Initial reaction to the new carbon reduction target was largely positive, particularly from the clean energy community which had statements prepared for the announcement.
The new target "will help catalyze a net-zero future, which is critical to our efforts to build a strong, more equitable, and more inclusive U.S. economy," said Ceres CEO and President Mindy Lubber.
The goal "signals a new trajectory for the energy transition," according to the Working for Advanced Transmission Technologies (WATT) Coalition.
President Biden "is also sending a clear market signal to business, one that will result in the new clean economy investments and jobs we need to reach that goal," said Bob Keefe, executive director of E2.
The new 2030 emissions target is formally known as the "nationally determined contribution" (NDC) towards the United Nations Framework Convention on Climate Change (UNFCCC). The goal was determined through a whole-of-government process that included the National Climate Task Force, which Biden formed upon re-entering the Paris accord.
The Edison Electric Institute (EEI), which represents investor-owned utilities, said meeting the NDC "will require the participation of every sector of the U.S. economy.
"We will continue to push for ambitious reductions in carbon emissions in the decade ahead," EEI President Tom Kuhn said in a statement. "At the same time, we will advocate for policies that accelerate innovation; help get critical transmission and energy grid infrastructure built more quickly," and recognize the value of electrification.
The White House, in a statement, said the country "is not waiting, the costs of delay are too great, and our nation is resolved to act now."
The Biden administration said there are "multiple paths to reach these goals, and the U.S. federal, state, local, and tribal governments have many tools available to work with civil society and the private sector to mobilize investment to meet these goals while supporting a strong economy."
The White House has set multiple aggressive goals, prompting some concern in the energy sector regarding their reasonableness.
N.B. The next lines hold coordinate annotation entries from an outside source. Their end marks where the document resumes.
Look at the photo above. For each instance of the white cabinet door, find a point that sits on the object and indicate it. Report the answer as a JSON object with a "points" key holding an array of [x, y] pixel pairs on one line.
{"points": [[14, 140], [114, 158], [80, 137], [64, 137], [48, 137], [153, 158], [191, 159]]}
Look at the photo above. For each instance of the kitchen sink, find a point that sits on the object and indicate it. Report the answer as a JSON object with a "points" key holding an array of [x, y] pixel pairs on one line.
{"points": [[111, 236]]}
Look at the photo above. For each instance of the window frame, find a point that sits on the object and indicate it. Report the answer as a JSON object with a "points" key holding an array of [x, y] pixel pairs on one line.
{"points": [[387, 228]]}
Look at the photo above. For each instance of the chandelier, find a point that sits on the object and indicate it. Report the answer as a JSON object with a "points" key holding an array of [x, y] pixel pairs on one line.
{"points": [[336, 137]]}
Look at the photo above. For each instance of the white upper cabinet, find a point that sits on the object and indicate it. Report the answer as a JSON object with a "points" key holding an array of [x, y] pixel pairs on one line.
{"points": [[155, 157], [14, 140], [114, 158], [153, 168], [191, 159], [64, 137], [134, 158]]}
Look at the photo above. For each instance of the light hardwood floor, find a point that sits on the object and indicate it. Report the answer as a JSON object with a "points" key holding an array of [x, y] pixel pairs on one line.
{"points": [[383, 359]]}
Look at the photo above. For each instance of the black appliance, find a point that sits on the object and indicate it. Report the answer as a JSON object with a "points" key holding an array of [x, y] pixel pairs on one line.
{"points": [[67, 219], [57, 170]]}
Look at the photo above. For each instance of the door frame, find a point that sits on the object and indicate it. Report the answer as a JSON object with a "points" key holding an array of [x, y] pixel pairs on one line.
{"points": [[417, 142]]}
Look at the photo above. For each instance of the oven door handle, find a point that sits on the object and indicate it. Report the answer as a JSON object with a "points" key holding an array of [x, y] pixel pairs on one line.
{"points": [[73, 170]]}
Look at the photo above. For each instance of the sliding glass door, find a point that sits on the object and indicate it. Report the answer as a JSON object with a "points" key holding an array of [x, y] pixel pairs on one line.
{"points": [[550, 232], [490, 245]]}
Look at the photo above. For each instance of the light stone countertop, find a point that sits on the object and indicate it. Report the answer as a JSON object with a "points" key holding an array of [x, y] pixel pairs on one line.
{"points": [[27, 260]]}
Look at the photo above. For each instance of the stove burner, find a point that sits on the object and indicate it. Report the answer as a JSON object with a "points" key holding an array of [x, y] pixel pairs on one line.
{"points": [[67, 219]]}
The administration is targeting an emissions-free electricity sector in 2035, which the National Rural Electric Cooperative Association has warned is "overly ambitious."
At the same time, the Interstate Natural Gas Association of America issued a statement, touting its ability to help meet the expanded interim goals for the U.S. economy overall. Where gas fits into the U.S. long-term decarbonization goal remains an open question.
"We adamantly believe that successful progress towards a clean energy future must include investments in natural gas infrastructure," INGAA President and CEO Amy Andryszak said in a statement. The group said it "encourages the Administration to embrace the foundational role that natural gas infrastructure will continue to play in reducing [greenhouse gas] emissions and ensuring reliable and affordable energy for all Americans."
ActionAid USA Executive Director Niranjali Amerasinghe said the target announced today "falls short" of the United States' fair share of decarbonization.
"We know this is not enough, and meanwhile we are still waiting for a long-term commitment on the equally important issue of international climate finance," Amerasinghe said in a statement.
New research from S&P Global Sustainable1 concludes electric utilities "have a relatively clear path to decarbonization that largely involves shifting from fossil-fuel generation to lower cost renewables and battery storage." The firm says about 1,675 businesses, 85 large investors, and more than 470 cities, have set decarbonization goals.
Failing to address climate risks could cost major global companies "up to US $283 billion in carbon pricing costs and 13% earnings at risk by 2025," S&P said.